When Did Hillary Clinton Stop Being 'Dead Broke'?

Hillary Clinton speaks during a keynote session in San Francisco on April 8 Photograph by David Paul Morris/Bloomberg

Hillary Clinton’s memoir, Hard Choices, just out today, serves a simple purpose: It’s a soft launch of her likely presidential campaign that generates loads of attention in exactly the way she wants—as an author, she gets to control the message—and cleans up some old messes, such as her Iraq war vote, along the way. But as Clinton’s interview last night with Diane Sawyer revealed, she’s a little rusty after six years away from the campaign trail. Sawyer’s surprisingly tough interrogation yielded, among other things, Clinton’s contention that she and Bill were “dead broke” when they left the White House in 2000:

“We came out of the White House not only dead broke, but in debt,” Clinton said. “We had no money when we got there, and we struggled to, you know, piece together the resources for mortgages, for houses, for Chelsea’s education. You know, it was not easy.”

Politically, this was tone deaf, and Clinton quickly moved to “clarify” her statement. Yet it’s basically true: The Clintons needed their friend, Terry McAuliffe, now governor of Virginia, to buy their house in Chappaqua, N.Y., because they didn’t have enough money. Still, even at that time nobody would have bought the assertion that the Clintons were “dead broke.”

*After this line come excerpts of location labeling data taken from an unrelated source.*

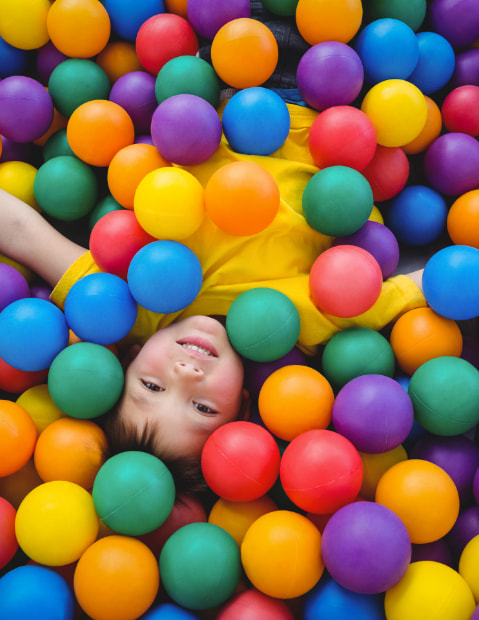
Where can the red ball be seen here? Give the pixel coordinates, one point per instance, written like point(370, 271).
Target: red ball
point(321, 471)
point(115, 239)
point(163, 37)
point(240, 461)
point(345, 281)
point(342, 136)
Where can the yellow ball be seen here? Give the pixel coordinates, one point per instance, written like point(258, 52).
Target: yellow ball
point(281, 554)
point(429, 591)
point(23, 23)
point(398, 111)
point(169, 203)
point(56, 523)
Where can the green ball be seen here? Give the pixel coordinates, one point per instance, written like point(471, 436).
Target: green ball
point(187, 75)
point(76, 81)
point(66, 188)
point(200, 566)
point(85, 380)
point(133, 493)
point(337, 201)
point(354, 352)
point(445, 394)
point(263, 324)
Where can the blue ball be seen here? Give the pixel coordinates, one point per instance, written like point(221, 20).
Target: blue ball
point(165, 276)
point(32, 333)
point(38, 592)
point(330, 600)
point(256, 121)
point(388, 49)
point(450, 282)
point(99, 308)
point(417, 215)
point(127, 16)
point(435, 64)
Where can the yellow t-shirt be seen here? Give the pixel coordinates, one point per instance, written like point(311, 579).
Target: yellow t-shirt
point(279, 257)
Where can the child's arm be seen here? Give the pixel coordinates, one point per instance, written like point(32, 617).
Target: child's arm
point(26, 237)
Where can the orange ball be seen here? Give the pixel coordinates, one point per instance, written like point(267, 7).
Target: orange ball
point(423, 496)
point(420, 335)
point(78, 28)
point(328, 20)
point(18, 435)
point(128, 167)
point(295, 399)
point(244, 53)
point(71, 449)
point(98, 129)
point(463, 219)
point(116, 578)
point(242, 198)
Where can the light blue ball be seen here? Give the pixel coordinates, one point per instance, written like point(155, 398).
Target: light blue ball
point(256, 121)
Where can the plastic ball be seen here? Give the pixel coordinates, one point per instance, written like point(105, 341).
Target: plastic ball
point(133, 493)
point(256, 121)
point(127, 17)
point(388, 48)
point(32, 332)
point(56, 523)
point(321, 471)
point(242, 198)
point(281, 554)
point(337, 200)
point(445, 395)
point(240, 461)
point(263, 324)
point(117, 578)
point(420, 335)
point(337, 127)
point(295, 399)
point(163, 37)
point(79, 28)
point(186, 129)
point(35, 591)
point(200, 566)
point(208, 17)
point(463, 220)
point(176, 271)
point(397, 109)
point(329, 74)
point(430, 590)
point(345, 281)
point(27, 108)
point(244, 53)
point(169, 203)
point(447, 281)
point(115, 239)
point(328, 20)
point(423, 496)
point(72, 450)
point(187, 75)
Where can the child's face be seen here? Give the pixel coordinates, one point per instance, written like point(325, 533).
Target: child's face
point(185, 382)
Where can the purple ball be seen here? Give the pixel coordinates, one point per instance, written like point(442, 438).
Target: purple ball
point(13, 285)
point(329, 74)
point(379, 241)
point(135, 93)
point(457, 455)
point(366, 547)
point(208, 16)
point(455, 20)
point(186, 129)
point(451, 164)
point(374, 412)
point(27, 109)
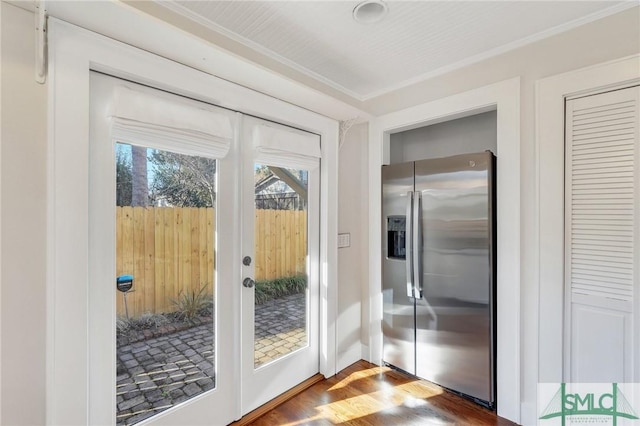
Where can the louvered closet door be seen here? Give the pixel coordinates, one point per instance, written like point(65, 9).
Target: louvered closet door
point(602, 237)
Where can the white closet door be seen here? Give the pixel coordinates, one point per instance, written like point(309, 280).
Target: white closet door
point(602, 225)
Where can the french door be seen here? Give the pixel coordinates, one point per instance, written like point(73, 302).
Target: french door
point(214, 310)
point(280, 239)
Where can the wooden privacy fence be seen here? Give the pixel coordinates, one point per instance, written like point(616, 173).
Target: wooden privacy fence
point(170, 250)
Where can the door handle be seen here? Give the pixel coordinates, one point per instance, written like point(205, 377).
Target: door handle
point(408, 244)
point(417, 244)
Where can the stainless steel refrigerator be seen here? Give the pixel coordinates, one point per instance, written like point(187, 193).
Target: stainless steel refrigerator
point(438, 266)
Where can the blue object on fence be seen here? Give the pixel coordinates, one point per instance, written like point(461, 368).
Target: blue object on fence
point(124, 283)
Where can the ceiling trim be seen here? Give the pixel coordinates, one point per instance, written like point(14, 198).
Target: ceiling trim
point(124, 23)
point(559, 29)
point(199, 19)
point(183, 11)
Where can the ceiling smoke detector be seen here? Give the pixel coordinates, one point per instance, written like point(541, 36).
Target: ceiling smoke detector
point(370, 11)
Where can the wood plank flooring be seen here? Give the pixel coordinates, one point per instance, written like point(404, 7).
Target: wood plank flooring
point(365, 394)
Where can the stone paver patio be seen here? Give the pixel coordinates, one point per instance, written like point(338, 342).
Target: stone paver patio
point(158, 373)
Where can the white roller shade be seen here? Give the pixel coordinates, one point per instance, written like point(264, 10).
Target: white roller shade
point(286, 148)
point(170, 123)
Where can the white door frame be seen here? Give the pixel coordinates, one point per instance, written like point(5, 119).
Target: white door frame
point(550, 168)
point(505, 98)
point(73, 52)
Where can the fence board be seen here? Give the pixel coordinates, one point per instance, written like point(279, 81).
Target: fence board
point(169, 250)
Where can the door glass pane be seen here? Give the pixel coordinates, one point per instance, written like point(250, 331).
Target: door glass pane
point(280, 262)
point(165, 290)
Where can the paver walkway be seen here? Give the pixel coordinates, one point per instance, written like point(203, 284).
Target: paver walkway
point(156, 374)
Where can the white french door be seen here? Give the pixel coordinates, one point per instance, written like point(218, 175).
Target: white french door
point(280, 249)
point(215, 306)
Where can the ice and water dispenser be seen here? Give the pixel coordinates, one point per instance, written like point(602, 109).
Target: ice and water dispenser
point(396, 237)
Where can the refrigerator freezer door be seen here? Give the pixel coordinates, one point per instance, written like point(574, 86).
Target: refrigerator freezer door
point(453, 318)
point(398, 323)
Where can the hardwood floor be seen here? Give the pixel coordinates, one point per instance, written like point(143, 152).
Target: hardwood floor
point(364, 394)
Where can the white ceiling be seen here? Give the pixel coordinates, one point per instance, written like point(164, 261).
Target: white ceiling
point(415, 41)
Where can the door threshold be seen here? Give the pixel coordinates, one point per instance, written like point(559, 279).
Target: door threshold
point(280, 399)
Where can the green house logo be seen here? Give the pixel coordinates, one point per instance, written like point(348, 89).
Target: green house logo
point(588, 407)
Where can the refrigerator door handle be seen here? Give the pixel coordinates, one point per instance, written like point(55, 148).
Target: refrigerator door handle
point(417, 244)
point(409, 244)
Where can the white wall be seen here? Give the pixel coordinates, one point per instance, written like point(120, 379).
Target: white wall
point(352, 219)
point(610, 38)
point(23, 194)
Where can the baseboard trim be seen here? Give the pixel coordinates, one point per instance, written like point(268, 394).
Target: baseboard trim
point(345, 359)
point(280, 399)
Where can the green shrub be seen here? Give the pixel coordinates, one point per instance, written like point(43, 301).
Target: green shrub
point(266, 290)
point(190, 305)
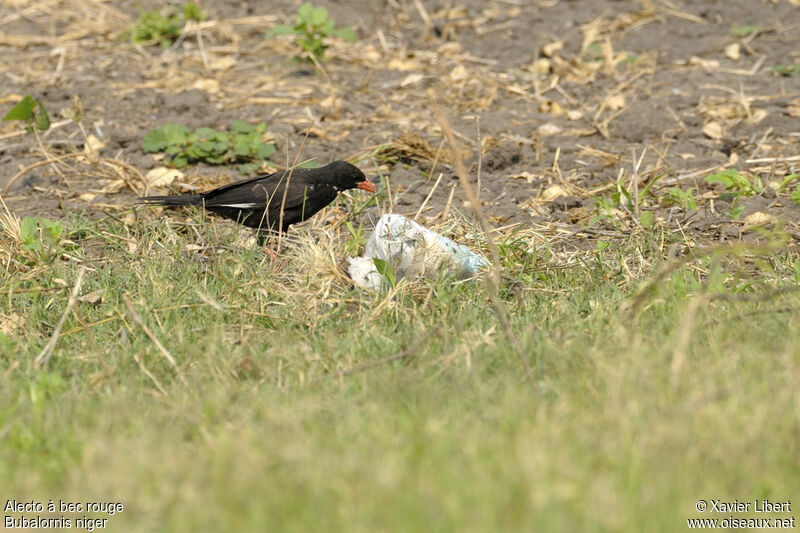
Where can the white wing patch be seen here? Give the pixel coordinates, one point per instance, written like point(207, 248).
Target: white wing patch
point(251, 205)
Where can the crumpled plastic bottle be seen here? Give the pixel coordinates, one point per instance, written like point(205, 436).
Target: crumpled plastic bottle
point(411, 251)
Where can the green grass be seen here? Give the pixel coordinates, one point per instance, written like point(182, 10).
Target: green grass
point(624, 427)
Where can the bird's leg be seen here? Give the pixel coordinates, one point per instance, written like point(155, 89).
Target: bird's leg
point(263, 240)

In fact, it’s possible to pinpoint exactly when the American public stopped believing the Clintons needed financial help. It was the first week in July 2001. Why then? Because that’s when the Clinton Legal Expense Trust—the fundraising vehicle established to help pay their legal bills—shut down. As it happens, I used to work next door to the one-man office of the Clinton Legal Expense Trust, which was located above a magic shop in a seedy downtown Washington building, and I got to know the proprietor. (I wrote about it here.) By July 2001, the trust had raised precisely $8,760,620.19 for the Clintons. But with the news that the Clintons had bought homes in Chappaqua and Washington, the checks stopped coming and the trust closed up shop. Americans had stopped seeing the couple as “dead broke.”